Anonymous Wine Fairies Across the Country Are Leaving Wine on People's Doorsteps
In this country-wide movement, wild gift-giving fairies are at large.
All across the country, people are being ding-dong-ditched by mysterious strangers. But this particular case is a bit different from your typical teenage prank. When people open their doors, instead of annoyance, they’re met with a heartwarming surprise.
The movement was started by a group of moms who wished to spread joy during quarantine season. Wine seemed like the universal choice to cheer people up, so they decided to initiate a Facebook group called “Sisterhood of the Traveling Wine.”
From there, women would collect the addresses of wine lovers in their communities and ask which varieties of wine they prefer to receive. They then create a personal gift basket and deliver them to doorsteps, ringing the doorbell and running for cover to keep in line with social distancing. Decked in wings, tutus, and magic wands, participating members call themselves “wine fairies,” and you can "wine" and "be wined" as many times as you'd like.
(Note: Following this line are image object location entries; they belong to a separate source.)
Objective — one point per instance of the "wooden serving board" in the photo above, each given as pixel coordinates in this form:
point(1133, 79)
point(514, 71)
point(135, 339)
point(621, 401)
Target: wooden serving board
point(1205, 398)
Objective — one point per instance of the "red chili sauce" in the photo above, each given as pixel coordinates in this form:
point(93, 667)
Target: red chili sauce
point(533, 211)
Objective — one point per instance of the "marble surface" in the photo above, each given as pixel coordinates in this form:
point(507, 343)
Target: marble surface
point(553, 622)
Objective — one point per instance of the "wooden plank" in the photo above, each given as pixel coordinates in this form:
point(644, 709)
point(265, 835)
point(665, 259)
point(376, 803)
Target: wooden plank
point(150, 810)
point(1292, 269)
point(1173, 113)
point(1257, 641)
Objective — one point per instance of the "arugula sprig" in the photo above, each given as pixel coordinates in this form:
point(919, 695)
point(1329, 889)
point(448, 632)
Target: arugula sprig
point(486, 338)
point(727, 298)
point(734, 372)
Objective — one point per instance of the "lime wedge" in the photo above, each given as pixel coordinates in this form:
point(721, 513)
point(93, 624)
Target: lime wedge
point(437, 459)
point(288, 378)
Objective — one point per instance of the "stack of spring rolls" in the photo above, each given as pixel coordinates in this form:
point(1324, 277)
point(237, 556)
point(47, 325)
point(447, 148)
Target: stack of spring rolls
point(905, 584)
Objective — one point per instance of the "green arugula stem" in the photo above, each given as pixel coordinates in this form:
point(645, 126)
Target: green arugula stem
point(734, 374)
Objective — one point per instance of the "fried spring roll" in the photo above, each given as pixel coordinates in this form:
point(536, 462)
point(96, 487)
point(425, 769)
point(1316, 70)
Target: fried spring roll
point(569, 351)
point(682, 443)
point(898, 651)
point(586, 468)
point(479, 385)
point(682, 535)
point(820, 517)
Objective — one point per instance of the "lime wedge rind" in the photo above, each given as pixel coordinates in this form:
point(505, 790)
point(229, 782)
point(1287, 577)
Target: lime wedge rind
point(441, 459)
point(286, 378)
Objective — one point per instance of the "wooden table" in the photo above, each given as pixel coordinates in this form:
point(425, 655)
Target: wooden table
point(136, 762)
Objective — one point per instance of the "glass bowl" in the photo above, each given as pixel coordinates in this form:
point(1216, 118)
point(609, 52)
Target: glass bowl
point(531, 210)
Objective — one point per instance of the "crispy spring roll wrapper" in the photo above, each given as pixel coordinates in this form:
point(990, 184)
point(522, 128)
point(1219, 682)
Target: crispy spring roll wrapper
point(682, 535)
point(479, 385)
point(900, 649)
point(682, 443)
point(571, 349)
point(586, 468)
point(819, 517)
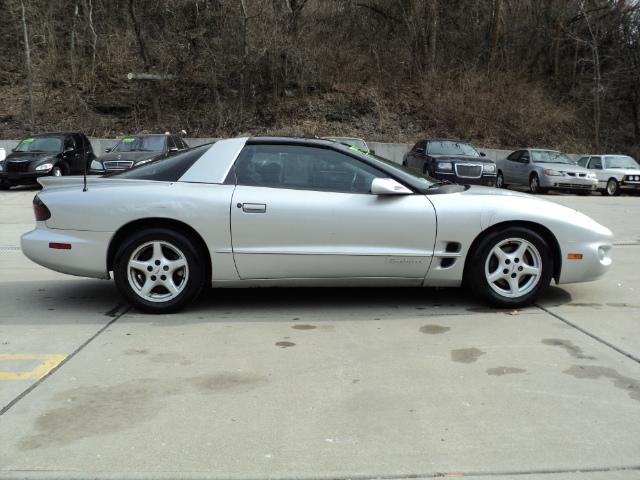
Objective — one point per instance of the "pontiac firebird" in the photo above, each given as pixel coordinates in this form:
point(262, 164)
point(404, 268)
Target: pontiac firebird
point(268, 211)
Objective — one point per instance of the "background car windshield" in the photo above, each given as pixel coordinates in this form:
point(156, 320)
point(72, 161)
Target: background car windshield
point(451, 148)
point(621, 161)
point(545, 156)
point(40, 144)
point(153, 143)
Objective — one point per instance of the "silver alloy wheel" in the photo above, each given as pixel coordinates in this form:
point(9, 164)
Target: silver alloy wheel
point(157, 271)
point(513, 267)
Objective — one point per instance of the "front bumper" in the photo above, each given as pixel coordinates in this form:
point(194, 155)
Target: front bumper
point(596, 261)
point(87, 256)
point(485, 180)
point(21, 178)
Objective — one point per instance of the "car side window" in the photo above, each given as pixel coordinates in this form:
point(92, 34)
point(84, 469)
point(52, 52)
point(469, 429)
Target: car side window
point(515, 155)
point(303, 168)
point(595, 163)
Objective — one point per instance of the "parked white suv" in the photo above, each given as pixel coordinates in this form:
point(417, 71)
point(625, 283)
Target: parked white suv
point(614, 172)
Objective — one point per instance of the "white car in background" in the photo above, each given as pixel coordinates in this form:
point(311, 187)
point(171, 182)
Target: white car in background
point(614, 172)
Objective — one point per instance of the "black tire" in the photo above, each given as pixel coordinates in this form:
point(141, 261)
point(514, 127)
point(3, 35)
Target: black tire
point(612, 189)
point(482, 258)
point(534, 185)
point(195, 270)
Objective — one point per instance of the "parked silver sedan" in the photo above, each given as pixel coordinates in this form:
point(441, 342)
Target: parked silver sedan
point(262, 211)
point(614, 172)
point(543, 170)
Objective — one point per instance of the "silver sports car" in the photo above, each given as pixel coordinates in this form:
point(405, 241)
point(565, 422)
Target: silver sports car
point(247, 212)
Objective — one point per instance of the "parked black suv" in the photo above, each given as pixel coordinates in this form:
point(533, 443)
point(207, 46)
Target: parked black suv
point(452, 160)
point(53, 154)
point(135, 149)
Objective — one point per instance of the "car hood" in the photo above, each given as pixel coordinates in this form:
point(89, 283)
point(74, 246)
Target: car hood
point(562, 167)
point(130, 156)
point(28, 156)
point(461, 158)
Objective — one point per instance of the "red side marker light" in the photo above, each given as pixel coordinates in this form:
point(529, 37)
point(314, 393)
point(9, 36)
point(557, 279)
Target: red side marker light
point(60, 246)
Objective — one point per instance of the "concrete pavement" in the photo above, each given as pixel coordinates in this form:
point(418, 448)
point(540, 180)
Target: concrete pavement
point(321, 383)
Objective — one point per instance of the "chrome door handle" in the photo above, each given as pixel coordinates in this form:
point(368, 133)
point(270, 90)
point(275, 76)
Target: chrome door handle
point(254, 207)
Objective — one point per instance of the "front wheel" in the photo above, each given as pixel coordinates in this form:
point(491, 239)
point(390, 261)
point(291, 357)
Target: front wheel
point(159, 270)
point(511, 267)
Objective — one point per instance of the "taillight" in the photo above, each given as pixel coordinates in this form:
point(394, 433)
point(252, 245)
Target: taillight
point(40, 209)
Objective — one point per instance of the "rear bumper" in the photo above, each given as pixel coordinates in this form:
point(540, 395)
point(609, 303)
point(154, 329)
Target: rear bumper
point(87, 256)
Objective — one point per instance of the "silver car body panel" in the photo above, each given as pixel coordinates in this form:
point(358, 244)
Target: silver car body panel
point(270, 236)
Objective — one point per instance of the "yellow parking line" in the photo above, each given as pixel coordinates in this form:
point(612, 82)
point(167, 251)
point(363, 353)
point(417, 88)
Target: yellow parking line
point(47, 363)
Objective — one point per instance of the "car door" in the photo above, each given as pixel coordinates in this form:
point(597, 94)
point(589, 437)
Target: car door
point(511, 166)
point(596, 165)
point(306, 212)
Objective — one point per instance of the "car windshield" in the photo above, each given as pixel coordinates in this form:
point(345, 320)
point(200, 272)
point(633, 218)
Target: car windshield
point(548, 156)
point(621, 161)
point(146, 143)
point(404, 172)
point(448, 147)
point(354, 142)
point(40, 144)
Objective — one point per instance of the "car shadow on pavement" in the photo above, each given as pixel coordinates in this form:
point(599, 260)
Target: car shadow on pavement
point(90, 301)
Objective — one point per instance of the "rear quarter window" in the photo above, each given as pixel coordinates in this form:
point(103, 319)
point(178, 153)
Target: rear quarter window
point(165, 170)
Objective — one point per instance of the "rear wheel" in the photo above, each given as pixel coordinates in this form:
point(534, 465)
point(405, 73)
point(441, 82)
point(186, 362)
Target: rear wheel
point(612, 188)
point(511, 267)
point(159, 270)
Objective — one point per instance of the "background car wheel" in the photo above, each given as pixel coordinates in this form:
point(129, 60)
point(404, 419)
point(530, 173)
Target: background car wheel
point(159, 270)
point(510, 268)
point(534, 185)
point(613, 188)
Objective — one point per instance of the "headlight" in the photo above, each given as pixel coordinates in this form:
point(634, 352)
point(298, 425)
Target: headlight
point(96, 165)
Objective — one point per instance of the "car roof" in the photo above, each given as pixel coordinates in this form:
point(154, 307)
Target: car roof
point(53, 134)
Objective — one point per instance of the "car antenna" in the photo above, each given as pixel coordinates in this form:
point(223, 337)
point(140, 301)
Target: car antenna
point(84, 153)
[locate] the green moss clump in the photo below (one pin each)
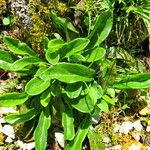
(3, 7)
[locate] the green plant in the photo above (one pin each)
(65, 81)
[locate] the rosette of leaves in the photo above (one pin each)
(63, 81)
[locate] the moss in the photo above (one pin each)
(3, 7)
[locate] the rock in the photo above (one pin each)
(126, 127)
(60, 139)
(8, 140)
(9, 131)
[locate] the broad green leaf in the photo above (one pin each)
(36, 86)
(55, 44)
(67, 123)
(6, 60)
(76, 143)
(101, 29)
(135, 77)
(92, 92)
(41, 131)
(56, 88)
(52, 57)
(111, 92)
(7, 20)
(62, 23)
(41, 70)
(77, 58)
(45, 98)
(21, 118)
(95, 140)
(17, 47)
(73, 90)
(108, 99)
(12, 99)
(132, 85)
(83, 104)
(5, 65)
(23, 62)
(103, 106)
(5, 56)
(98, 89)
(68, 73)
(94, 54)
(73, 47)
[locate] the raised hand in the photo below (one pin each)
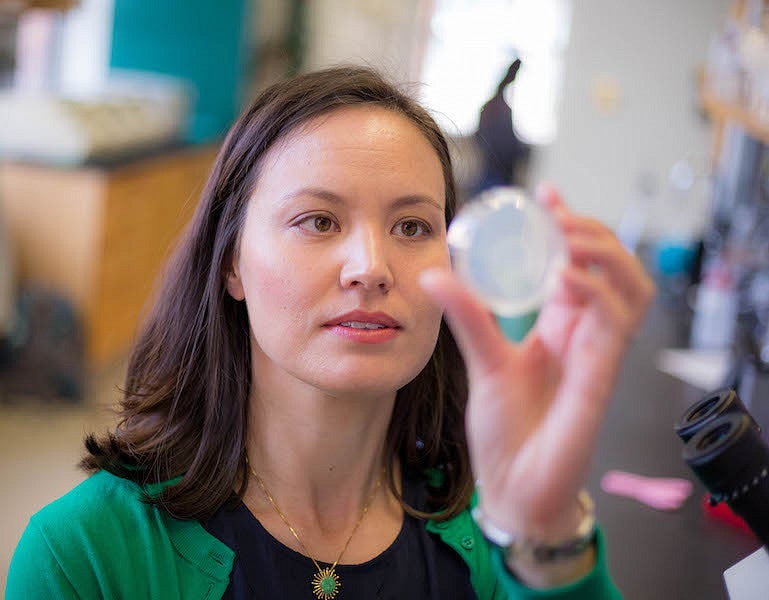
(535, 408)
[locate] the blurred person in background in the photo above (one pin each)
(298, 421)
(503, 153)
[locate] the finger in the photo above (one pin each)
(612, 311)
(549, 197)
(482, 345)
(623, 269)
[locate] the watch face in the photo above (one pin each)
(507, 249)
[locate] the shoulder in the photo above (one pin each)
(101, 498)
(68, 545)
(101, 535)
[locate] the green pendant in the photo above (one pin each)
(326, 584)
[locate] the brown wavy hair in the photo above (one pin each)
(185, 404)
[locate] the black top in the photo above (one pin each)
(417, 565)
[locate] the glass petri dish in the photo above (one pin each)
(508, 250)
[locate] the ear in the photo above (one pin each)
(234, 283)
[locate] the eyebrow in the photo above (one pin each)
(323, 194)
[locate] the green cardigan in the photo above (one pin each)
(101, 541)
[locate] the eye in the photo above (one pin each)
(318, 224)
(412, 228)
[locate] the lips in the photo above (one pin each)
(363, 320)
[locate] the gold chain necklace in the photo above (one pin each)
(325, 583)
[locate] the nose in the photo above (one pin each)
(365, 262)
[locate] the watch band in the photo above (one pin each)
(522, 548)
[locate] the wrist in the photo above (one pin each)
(547, 555)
The idea caught on, and soon people started creating their own wine fairy communities in their region. Active groups currently cover 10 states, and the mystical, do-good fairies hope to eventually launch into all 50. The movement has become so popular that some Facebook communities now total over 78,000 members. Alternative versions of this gift-giving group have also sprung up, including the “Brotherhood of Booze and Beer” and a nonalcoholic version for kids.
"It is a true ding-dong-ditch to bring happiness and to let you feel like you're being supported by an amazing community," Tracy Murley, the founder of Canton Sisterhood of the Traveling Wine, told Good Morning America. "It is not an expectation to receive; it is an opportunity for giving, and when you do receive, you know someone is there for you."
While the group is known best for wine, gift baskets also include coffee and other non-alcoholic drinks, food, and self-care items like face masks and bath bombs, according to Lyssa McClenahan, a member of the Canton chapter.
It’s even grown so large that local businesses are offering items to include in the baskets. A local clothing company in Canton volunteered to make T-shirts for the group and donate 70 percent of the proceeds to a woman's shelter in Ann Arbor, Mich.
According to Facebook group moderators, the baskets not only brighten each other’s day during the coronavirus pandemic, which is often leading to increased feelings of loneliness, but serve as a way to build a community. In the Facebook group, women are connecting and bonding with people around them they’ve never met over things like having similar tastes in wine, being single mothers, or enjoying the same hobbies.
After the pandemic, chapters are hoping to expand the idea to bigger communities with the possibility of in-person gatherings down the line. Cara Rindell, founder of the Raleigh chapter, told Good News Network that they’ve even been receiving messages from cruise lines about a potential cruise sisterhood.
"We get so lost in everything we do every day and running kids here and there and everywhere and we get so competitive," said Murley. "I think this has really united our community and opened us up to where we're willing to know our neighbor. Maybe it took a pandemic to get us here, but let's not lose it."